As for the future directions:
- Even in the long term I would vote to stay with linear history, I see little benefits in having "correct" origin information of a commit that the merging model provides. On the other hand I find merge commits in the history unfriendly to readers (esp. the merges themselfes where you suddenly see conflicts of multiple commits getting resolved), bisection also gets a lot harder with merges in the history as it is hard to decide which branch to follow.
- As for squashing: I don't see why people would enforce that on the server. Often developers went through the trouble of forming a nice series of independent patches that helps understanding the changes. To people just appending fixup commits like mentioned below I'd strongly advice them to learn about "git rebase -i" so they can squash on their local checkout as necessary before committing to the server!

- Matthias

> On Jun 2, 2016, at 12:38 PM, Craig, Ben via llvm-dev <llvm-dev at lists.llvm.org> wrote:
> On 6/2/2016 1:48 PM, via llvm-dev wrote:
>> Mehdi Amini via llvm-dev <llvm-dev at lists.llvm.org> <mailto:llvm-dev at lists.llvm.org> writes:
>>> Github has an automatic "squashed" mode for pull requests now, I
>>> haven't tested in practice but it may help.
>> IMHO squashed commits are a bad idea from a bisect perspective.  One of
>> the great benefits of git is the easy of creating small,
>> logically-independent commits that can be bisected.  Squashing
>> eliminates that advantage.
>> An automatic rebase of the branch and fast-forward merge would be a fine
>> way to maintain linear history.  I have no idea how/if GitHub supports
>> that though.
>>                            -David
> Squashing or not depends a lot on personal workflow and the automation that is in place.  On a different project I maintained, there was automation that would retrigger tests when a personal branch on github was updated.  This encouraged committers to submit lots of tiny patches that didn't necessarily make sense in isolation.  You'd get intermediate commit messages like "fixed a semi" or "asdfafshg".  The overall branch and pull request would make sense.  There was also value to the individual in that they could commit frequently, try out crazy stuff, and rewind if necessary.  The end result though was that you would have a branch that would either ugly up the history a lot, or require a squash.

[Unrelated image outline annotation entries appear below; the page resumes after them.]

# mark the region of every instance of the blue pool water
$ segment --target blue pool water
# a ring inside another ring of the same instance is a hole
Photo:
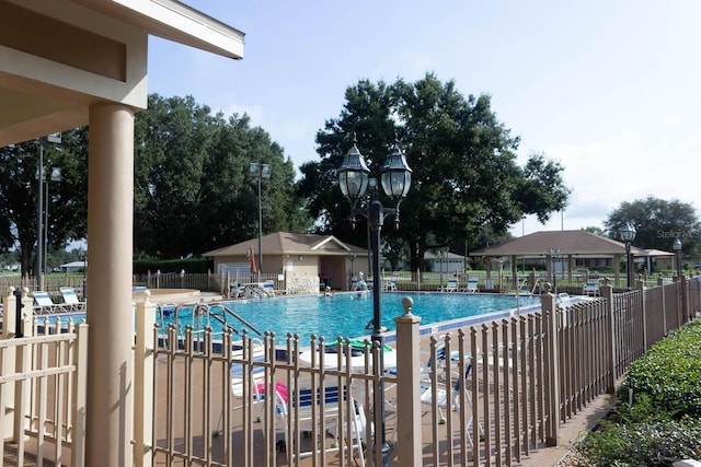
[[[394,318],[404,313],[402,297],[414,300],[412,313],[422,318],[423,325],[433,325],[458,318],[484,315],[509,308],[528,307],[540,304],[540,297],[519,296],[518,303],[514,295],[466,295],[458,293],[406,293],[388,292],[382,294],[382,326],[394,330]],[[300,340],[308,341],[312,335],[323,336],[326,340],[337,337],[355,338],[367,336],[366,329],[372,319],[372,297],[358,300],[349,293],[336,293],[333,296],[298,296],[280,299],[263,299],[250,301],[226,302],[226,306],[243,318],[251,326],[237,322],[228,315],[226,322],[239,331],[255,329],[274,331],[276,340],[284,340],[287,332],[297,334]],[[210,312],[219,316],[221,311],[216,305]],[[226,315],[226,314],[225,314]],[[171,314],[164,317],[165,323],[175,322]],[[193,307],[177,308],[177,325],[184,329],[189,325],[202,328],[208,324],[212,330],[219,331],[222,326],[216,318],[194,316]],[[251,329],[255,328],[255,329]],[[255,335],[255,334],[252,334]]]

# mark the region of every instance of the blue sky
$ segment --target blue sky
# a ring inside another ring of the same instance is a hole
[[[318,160],[314,136],[347,86],[433,72],[492,96],[520,163],[543,152],[565,166],[567,209],[515,235],[602,226],[647,196],[700,208],[700,1],[185,3],[244,32],[244,58],[151,38],[149,92],[249,114],[296,167]]]

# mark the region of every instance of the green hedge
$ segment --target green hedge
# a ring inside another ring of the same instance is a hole
[[[701,322],[670,332],[633,362],[618,400],[575,446],[571,465],[671,466],[701,459]]]

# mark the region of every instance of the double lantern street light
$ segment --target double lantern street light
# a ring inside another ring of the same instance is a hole
[[[628,289],[633,287],[633,261],[631,261],[631,242],[635,240],[635,227],[630,222],[620,231],[621,238],[625,242],[625,273],[628,275]]]
[[[384,383],[380,377],[384,371],[382,334],[382,310],[380,305],[380,231],[384,223],[384,215],[394,215],[395,229],[399,229],[399,206],[406,197],[412,183],[412,170],[406,164],[404,154],[398,148],[398,141],[382,167],[380,182],[382,190],[392,200],[393,208],[384,208],[378,199],[377,178],[370,178],[370,171],[365,163],[363,154],[358,151],[355,137],[353,147],[348,150],[343,164],[337,170],[338,186],[343,195],[350,201],[353,215],[367,218],[370,230],[370,248],[372,261],[372,342],[379,349],[379,364],[374,365],[374,420],[376,429],[380,427],[380,436],[376,435],[375,453],[381,451],[382,466],[390,465],[390,447],[387,444],[384,433]],[[369,188],[369,194],[368,194]],[[366,196],[368,194],[369,196]],[[355,222],[355,221],[354,221]]]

> Some people prefer to trigger those kinds of automation tasks with a git commit --amend.  While this keeps branch history clean, you lose intermediate states, making it more difficult to rewind when your in-progress work goes bad.  It also makes life harder for anyone that forks your branch, as now you are rewriting history.

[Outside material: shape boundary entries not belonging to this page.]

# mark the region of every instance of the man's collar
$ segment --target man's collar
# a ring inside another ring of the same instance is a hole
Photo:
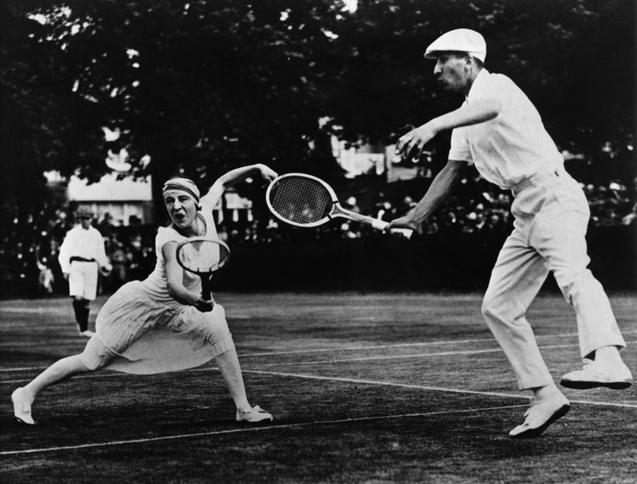
[[[473,83],[472,84],[472,87],[469,88],[469,94],[466,96],[465,100],[467,103],[471,102],[472,100],[472,93],[474,92],[474,89],[478,88],[480,90],[480,88],[487,82],[487,77],[489,75],[489,72],[482,68],[480,69],[480,72],[478,73],[478,75],[473,80]],[[478,88],[476,88],[478,86]]]

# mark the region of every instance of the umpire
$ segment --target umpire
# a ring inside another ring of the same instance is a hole
[[[102,234],[92,226],[93,216],[88,208],[78,209],[75,220],[80,224],[66,234],[58,258],[62,273],[69,281],[80,334],[86,337],[93,335],[88,330],[88,314],[90,302],[97,292],[98,268],[104,275],[111,269]]]
[[[579,184],[526,96],[505,75],[484,68],[487,44],[478,32],[452,30],[425,57],[436,60],[434,75],[448,90],[464,95],[463,105],[402,136],[396,150],[419,154],[438,133],[451,132],[447,165],[417,206],[387,227],[417,228],[449,195],[465,163],[501,188],[511,190],[513,232],[491,273],[482,314],[509,358],[520,389],[533,400],[515,438],[540,435],[564,415],[569,401],[557,388],[526,319],[531,302],[552,272],[577,316],[585,366],[565,374],[571,388],[625,388],[632,374],[619,350],[625,346],[602,285],[587,268],[590,211]]]

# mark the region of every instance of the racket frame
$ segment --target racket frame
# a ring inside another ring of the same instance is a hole
[[[320,183],[326,190],[327,190],[327,193],[329,194],[330,197],[332,198],[332,209],[330,210],[327,216],[324,217],[323,219],[317,220],[316,222],[310,222],[305,224],[301,224],[298,222],[292,221],[282,215],[280,215],[272,205],[270,202],[270,192],[272,191],[272,188],[275,186],[275,184],[288,177],[303,177],[303,178],[308,178],[311,180],[313,180],[318,183]],[[267,204],[268,209],[270,209],[270,211],[280,220],[282,220],[288,224],[295,226],[295,227],[318,227],[323,224],[326,224],[332,220],[333,219],[336,218],[342,218],[342,219],[347,219],[349,220],[353,220],[355,222],[358,222],[364,225],[371,226],[373,228],[377,230],[385,230],[385,227],[388,226],[388,222],[386,222],[384,220],[380,220],[379,219],[374,219],[373,217],[369,217],[368,215],[362,215],[360,213],[357,213],[356,211],[352,211],[350,210],[347,210],[341,205],[341,203],[339,202],[338,196],[336,196],[336,192],[334,192],[334,188],[330,187],[326,181],[321,180],[320,178],[318,178],[316,176],[307,174],[307,173],[284,173],[282,175],[278,176],[274,180],[272,180],[270,182],[270,185],[267,188],[267,190],[265,190],[265,203]],[[411,234],[413,233],[412,230],[410,229],[403,229],[403,228],[396,228],[392,229],[392,232],[395,232],[397,234],[401,234],[403,236],[410,238],[411,236]]]
[[[188,245],[192,242],[212,242],[219,245],[222,249],[225,249],[226,252],[227,253],[226,259],[214,271],[196,271],[195,269],[187,267],[184,265],[184,263],[181,261],[181,257],[180,257],[180,255],[182,253],[183,247],[185,247],[186,245]],[[199,278],[201,279],[201,281],[202,281],[202,298],[204,299],[205,301],[210,301],[211,298],[212,297],[210,278],[213,273],[215,273],[219,270],[222,269],[227,264],[228,260],[230,260],[230,248],[227,246],[227,244],[219,239],[211,239],[210,237],[188,237],[188,239],[180,242],[177,245],[177,249],[175,250],[175,257],[177,257],[177,264],[179,264],[184,271],[188,271],[188,273],[191,273],[193,274],[196,274],[199,276]]]

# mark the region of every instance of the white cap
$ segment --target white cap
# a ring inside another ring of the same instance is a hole
[[[475,30],[457,28],[442,34],[425,51],[425,58],[436,58],[439,52],[466,52],[484,62],[487,42]]]

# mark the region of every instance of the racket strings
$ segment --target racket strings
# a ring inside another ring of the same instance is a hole
[[[326,218],[332,211],[334,201],[319,181],[289,176],[272,187],[270,205],[282,219],[303,225]]]

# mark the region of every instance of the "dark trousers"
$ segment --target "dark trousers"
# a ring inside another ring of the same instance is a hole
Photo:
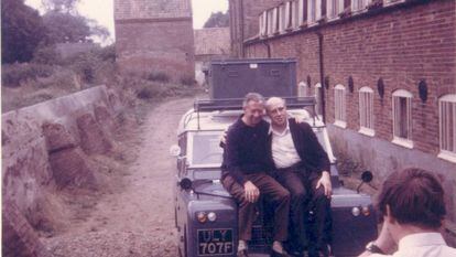
[[[279,170],[274,178],[291,193],[291,247],[303,250],[307,243],[310,250],[317,250],[330,244],[330,200],[323,185],[315,189],[319,178],[310,180],[300,169]]]
[[[284,242],[287,238],[290,193],[279,182],[265,173],[245,174],[259,190],[260,196],[265,197],[274,207],[274,240]],[[256,218],[257,203],[246,200],[243,185],[236,182],[231,175],[226,175],[221,181],[224,188],[236,199],[239,222],[239,239],[250,240],[252,237],[252,224]]]

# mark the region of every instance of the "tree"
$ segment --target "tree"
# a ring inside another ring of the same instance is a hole
[[[1,62],[30,61],[45,34],[39,12],[25,6],[23,0],[3,0],[1,23]]]
[[[204,28],[225,28],[229,26],[229,13],[213,12],[209,19],[204,23]]]

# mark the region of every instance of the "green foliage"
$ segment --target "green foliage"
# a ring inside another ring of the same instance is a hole
[[[41,2],[47,11],[77,13],[76,4],[80,0],[42,0]]]
[[[47,44],[90,41],[90,28],[84,17],[50,11],[43,15],[43,21],[47,29]]]
[[[148,79],[151,82],[169,83],[170,76],[164,72],[152,72],[148,75]]]
[[[229,13],[213,12],[203,28],[226,28],[229,26]]]
[[[36,10],[23,0],[1,2],[1,62],[28,62],[44,39],[45,28]]]
[[[3,65],[1,81],[3,86],[18,87],[22,82],[48,77],[53,74],[53,67],[42,64],[12,64]]]

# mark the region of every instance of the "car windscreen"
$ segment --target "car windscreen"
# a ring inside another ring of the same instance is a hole
[[[224,149],[220,148],[222,131],[192,132],[188,138],[189,164],[220,167]]]

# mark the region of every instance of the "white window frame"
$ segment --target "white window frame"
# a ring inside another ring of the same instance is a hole
[[[280,28],[279,28],[279,20],[280,15],[279,15],[279,7],[275,7],[272,9],[272,34],[279,33]]]
[[[263,11],[260,17],[260,36],[267,36],[268,35],[268,12]]]
[[[373,90],[365,86],[359,89],[359,130],[358,132],[373,137]]]
[[[456,163],[456,94],[438,98],[438,158]]]
[[[307,0],[307,24],[316,25],[322,19],[322,0]]]
[[[347,128],[347,94],[345,86],[337,84],[334,87],[334,125]]]
[[[405,98],[405,110],[400,109],[401,98]],[[393,140],[392,142],[405,148],[413,148],[412,141],[412,93],[398,89],[392,94],[392,117],[393,117]],[[404,111],[404,113],[403,113]],[[401,117],[401,113],[405,114],[405,117]],[[400,124],[401,122],[401,124]],[[405,124],[403,124],[405,122]],[[400,136],[400,126],[406,126],[406,138]]]
[[[323,110],[322,110],[322,90],[323,90],[322,84],[321,83],[315,84],[315,86],[314,86],[314,96],[315,96],[315,101],[316,101],[315,113],[317,114],[317,116],[322,116],[322,113],[323,113]]]
[[[339,13],[344,11],[344,0],[326,0],[326,15],[328,21],[339,19]]]
[[[367,7],[372,0],[351,0],[351,13],[360,13],[367,11]]]

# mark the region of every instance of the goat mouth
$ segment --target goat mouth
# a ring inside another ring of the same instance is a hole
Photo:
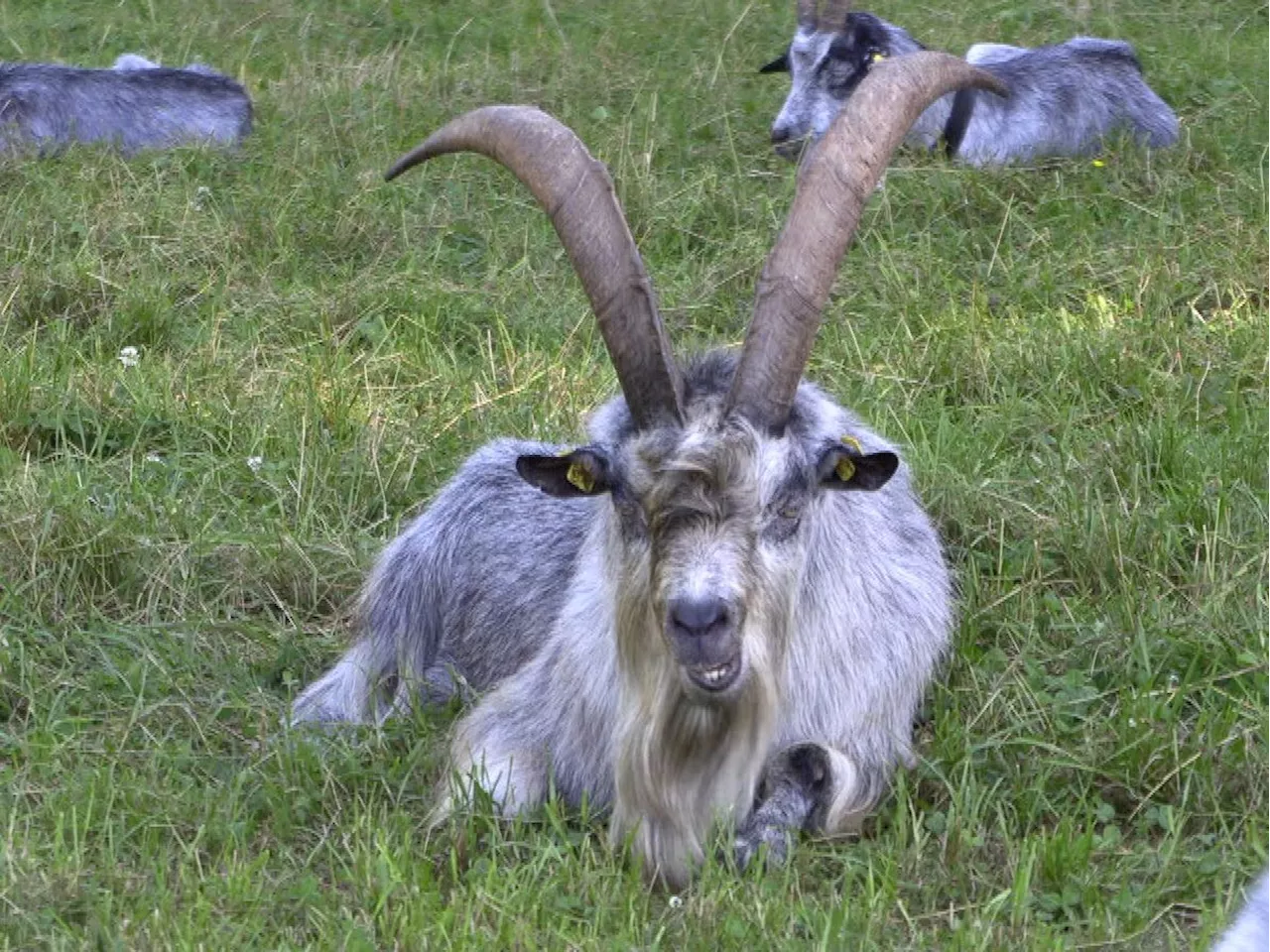
[[[734,655],[723,664],[685,668],[685,674],[688,675],[688,680],[702,691],[710,694],[719,694],[735,684],[737,678],[740,677],[740,654]]]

> So my opinion on this is that you either need to deal with the evils of --amend, or you need to have a squash somewhere in the process, or you need to get everything right the first time.  My preference is for a squash in the middle.
> Note that this entire line of reasoning is assuming that we are talking about small topic / bug fixing branches.  If you have a "big" branch, then that "big" branch needs to have a clean history as well.  I think that a regular, un-squashed merge is the best way to handle "big" branches.